The narrative here is, by some measures, standard and straight-forward: a diverse set of unlikely friends band together to fight against a dauntingly powerful enemy who threatens their city and their way of life.

Like Scheherazade, Ahmed shows us here that it is the telling, more than the tale that keeps us wanting more. The Doctor is wonderfully introspective and his worries and thoughts about himself and his apprentice provide a very rich look into the wise-but-jaded old master and the full-of-potential young idealist.

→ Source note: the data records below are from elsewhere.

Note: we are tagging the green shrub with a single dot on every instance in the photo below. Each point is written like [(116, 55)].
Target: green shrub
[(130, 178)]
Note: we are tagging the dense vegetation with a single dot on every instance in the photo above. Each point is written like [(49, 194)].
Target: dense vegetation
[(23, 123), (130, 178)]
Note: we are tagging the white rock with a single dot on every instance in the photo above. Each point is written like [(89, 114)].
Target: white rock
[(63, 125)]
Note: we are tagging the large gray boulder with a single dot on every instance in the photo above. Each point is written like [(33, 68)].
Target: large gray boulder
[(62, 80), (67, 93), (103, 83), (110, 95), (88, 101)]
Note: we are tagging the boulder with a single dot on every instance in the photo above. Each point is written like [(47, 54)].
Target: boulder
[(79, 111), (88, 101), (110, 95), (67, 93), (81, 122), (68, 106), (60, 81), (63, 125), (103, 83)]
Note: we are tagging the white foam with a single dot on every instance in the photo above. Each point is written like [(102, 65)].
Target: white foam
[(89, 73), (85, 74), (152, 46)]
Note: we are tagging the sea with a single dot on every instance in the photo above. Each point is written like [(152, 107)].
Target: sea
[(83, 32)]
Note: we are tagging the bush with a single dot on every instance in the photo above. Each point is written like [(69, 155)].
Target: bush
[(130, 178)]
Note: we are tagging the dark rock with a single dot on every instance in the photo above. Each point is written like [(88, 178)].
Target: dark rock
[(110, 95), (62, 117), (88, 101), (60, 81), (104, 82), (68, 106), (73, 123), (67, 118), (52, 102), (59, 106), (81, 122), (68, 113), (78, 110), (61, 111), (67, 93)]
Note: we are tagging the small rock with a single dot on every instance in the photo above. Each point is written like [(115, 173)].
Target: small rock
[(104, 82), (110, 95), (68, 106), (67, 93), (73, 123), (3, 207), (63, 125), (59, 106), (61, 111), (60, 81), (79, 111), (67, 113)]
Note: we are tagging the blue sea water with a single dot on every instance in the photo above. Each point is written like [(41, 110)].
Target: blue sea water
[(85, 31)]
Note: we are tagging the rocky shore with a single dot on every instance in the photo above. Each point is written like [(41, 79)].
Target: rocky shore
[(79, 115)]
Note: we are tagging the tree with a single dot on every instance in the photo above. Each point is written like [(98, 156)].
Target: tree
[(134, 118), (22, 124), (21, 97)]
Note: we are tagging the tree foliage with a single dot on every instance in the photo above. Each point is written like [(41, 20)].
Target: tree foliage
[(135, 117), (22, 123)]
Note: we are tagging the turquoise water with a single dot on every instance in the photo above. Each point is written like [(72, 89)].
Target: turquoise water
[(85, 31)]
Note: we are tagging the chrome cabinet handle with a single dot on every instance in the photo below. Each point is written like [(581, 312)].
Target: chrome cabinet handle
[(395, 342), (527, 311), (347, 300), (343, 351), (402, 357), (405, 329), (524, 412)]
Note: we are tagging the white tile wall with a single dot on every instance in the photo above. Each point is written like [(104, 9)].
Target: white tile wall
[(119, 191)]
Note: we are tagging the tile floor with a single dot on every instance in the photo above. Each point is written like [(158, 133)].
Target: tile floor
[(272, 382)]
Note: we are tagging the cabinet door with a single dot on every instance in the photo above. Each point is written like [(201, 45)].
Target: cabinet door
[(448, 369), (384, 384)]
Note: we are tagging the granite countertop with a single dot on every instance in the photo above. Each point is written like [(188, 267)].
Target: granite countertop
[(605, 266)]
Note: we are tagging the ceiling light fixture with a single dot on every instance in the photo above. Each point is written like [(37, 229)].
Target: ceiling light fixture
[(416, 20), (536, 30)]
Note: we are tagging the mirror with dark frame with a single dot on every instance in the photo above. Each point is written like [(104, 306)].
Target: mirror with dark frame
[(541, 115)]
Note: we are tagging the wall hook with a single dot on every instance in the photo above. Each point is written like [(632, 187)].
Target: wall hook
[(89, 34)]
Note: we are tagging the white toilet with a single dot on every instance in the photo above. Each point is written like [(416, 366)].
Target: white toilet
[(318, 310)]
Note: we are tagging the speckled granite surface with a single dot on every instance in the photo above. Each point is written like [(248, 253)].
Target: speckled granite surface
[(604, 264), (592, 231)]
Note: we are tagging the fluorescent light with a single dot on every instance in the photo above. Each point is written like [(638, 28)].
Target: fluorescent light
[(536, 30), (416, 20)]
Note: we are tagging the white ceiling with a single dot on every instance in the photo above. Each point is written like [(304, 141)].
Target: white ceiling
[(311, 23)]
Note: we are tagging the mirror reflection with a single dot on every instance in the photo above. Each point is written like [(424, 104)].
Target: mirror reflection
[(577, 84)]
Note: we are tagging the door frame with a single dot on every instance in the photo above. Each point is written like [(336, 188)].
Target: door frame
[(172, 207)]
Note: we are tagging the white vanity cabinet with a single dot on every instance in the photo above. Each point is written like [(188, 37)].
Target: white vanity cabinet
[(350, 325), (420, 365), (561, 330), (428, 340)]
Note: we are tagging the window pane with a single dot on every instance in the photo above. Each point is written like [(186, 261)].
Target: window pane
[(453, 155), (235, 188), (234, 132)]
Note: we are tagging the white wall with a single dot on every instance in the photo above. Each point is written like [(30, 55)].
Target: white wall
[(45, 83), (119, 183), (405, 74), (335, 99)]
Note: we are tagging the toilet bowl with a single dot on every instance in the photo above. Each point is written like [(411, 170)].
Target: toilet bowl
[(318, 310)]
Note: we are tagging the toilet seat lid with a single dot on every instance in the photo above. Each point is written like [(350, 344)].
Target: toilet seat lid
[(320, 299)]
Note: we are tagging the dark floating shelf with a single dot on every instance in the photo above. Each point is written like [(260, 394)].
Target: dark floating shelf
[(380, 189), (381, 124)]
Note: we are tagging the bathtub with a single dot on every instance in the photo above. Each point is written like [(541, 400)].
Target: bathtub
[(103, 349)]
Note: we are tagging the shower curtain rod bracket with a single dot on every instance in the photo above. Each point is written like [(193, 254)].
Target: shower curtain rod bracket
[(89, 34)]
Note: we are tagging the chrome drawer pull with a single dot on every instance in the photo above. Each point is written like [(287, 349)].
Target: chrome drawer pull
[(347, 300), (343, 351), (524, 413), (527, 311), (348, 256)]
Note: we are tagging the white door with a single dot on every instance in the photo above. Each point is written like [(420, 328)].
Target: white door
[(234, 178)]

At first blush, All of his characters can be fit comfortably into existing tropes, but the way Ahmed puts them together makes these trope come alive, rather than succumb to cliche. Each character is conflicted in interesting ways, and they each deal with their internal conflict well. Nothing comes down to a simple black/white distinction and Mr. Ahmed gives us all a gift by treating these internal conflicts about how to best live our lives and make choices with respect. It is in how his characters deal with their conflicts and their choices that they are revealed to us and their beauty shown. All too many genre authors make the familiar mistake of reducing conflicts down to their resolution and leaving us with the false impression that the answers are more important than the questions. Ahmed avoids this and shows us richer and more human characters that reveal more about life and humanity than many others who fit into the same tropes.